Douglas took the packet of letters from Holmes and cut open the first two envelopes, both of which bore a postmark from Honduras, both sent by the same correspondent, but five days apart.

As he scanned them, Holmes watched him expectantly, and after a moment began to drum his fingertips on the tabletop.

“I am too practical,” he said, “to believe that somewhere in that stack lies the answer to all our problems.”

“Far from it,” Douglas replied sourly, “at least judging from these.
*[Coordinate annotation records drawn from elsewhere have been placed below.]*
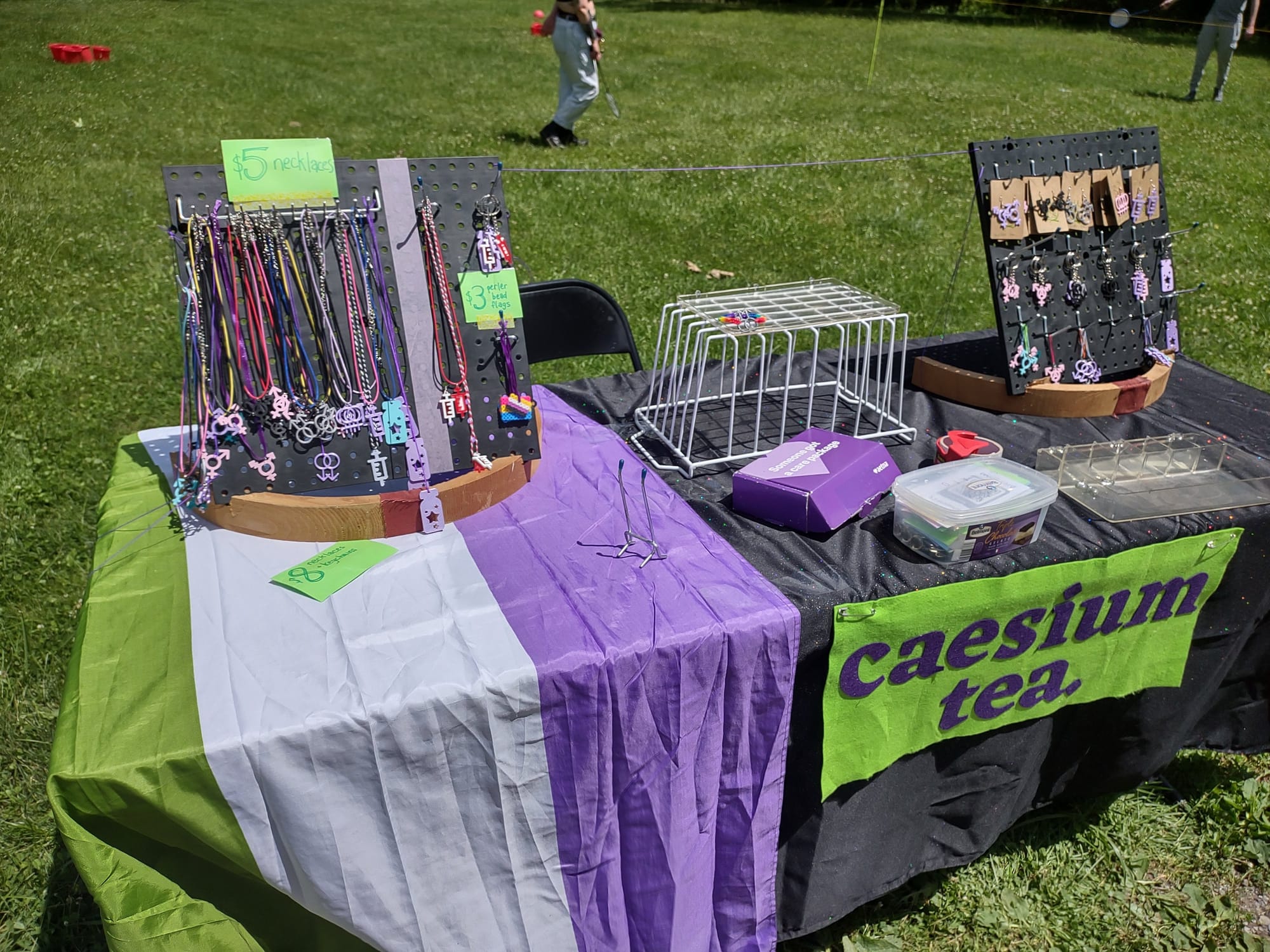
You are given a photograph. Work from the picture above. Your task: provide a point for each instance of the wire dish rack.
(739, 373)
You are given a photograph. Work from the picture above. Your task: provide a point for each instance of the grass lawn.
(90, 345)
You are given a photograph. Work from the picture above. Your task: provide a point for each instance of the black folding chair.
(575, 319)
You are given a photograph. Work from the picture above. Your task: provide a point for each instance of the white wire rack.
(825, 355)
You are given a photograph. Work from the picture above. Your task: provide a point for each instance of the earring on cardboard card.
(1141, 285)
(1075, 280)
(1041, 288)
(1111, 288)
(1088, 370)
(1009, 282)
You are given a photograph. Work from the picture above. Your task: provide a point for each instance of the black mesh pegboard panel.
(196, 190)
(1118, 326)
(455, 186)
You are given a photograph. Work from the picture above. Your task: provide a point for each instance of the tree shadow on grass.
(70, 922)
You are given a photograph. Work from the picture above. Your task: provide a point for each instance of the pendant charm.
(431, 515)
(418, 473)
(350, 420)
(396, 428)
(266, 468)
(379, 466)
(328, 466)
(515, 408)
(374, 422)
(1088, 371)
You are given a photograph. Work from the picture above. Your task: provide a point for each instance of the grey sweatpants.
(580, 77)
(1225, 37)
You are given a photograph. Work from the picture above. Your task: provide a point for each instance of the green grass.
(88, 341)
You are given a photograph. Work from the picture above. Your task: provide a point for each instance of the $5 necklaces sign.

They say nothing beyond the usual niceties. ‘All is well,’ not to be outdone by ‘all is
still
well’…” He pushed the first two letters aside and tore open the third envelope, this one hailing from Jamaica.

“Might you include me from the first salutation?” Holmes asked drily. “For if not, I shall surely go mad.”

At which point Douglas began translating aloud.

“‘My dear Cyrus,’” he said. “‘You shall be pleased to know that our little island has seen a rather peaceful month…’”

Holmes laughed mirthlessly.

“We are not pleased in the least,” he said.

That letter, too, was shoved aside in favor of the fourth and the fifth. Holmes’s hopes to the contrary, these were no more productive. Douglas showed his disdain by balling up both and lobbing them neatly into the stove’s open maw.

By the time he’d reached the sixth envelope—this one hailing from Venezuela—it bore the brunt of his growing annoyance.

“Careful!” Holmes cried. “You nearly cut the letter in twain!”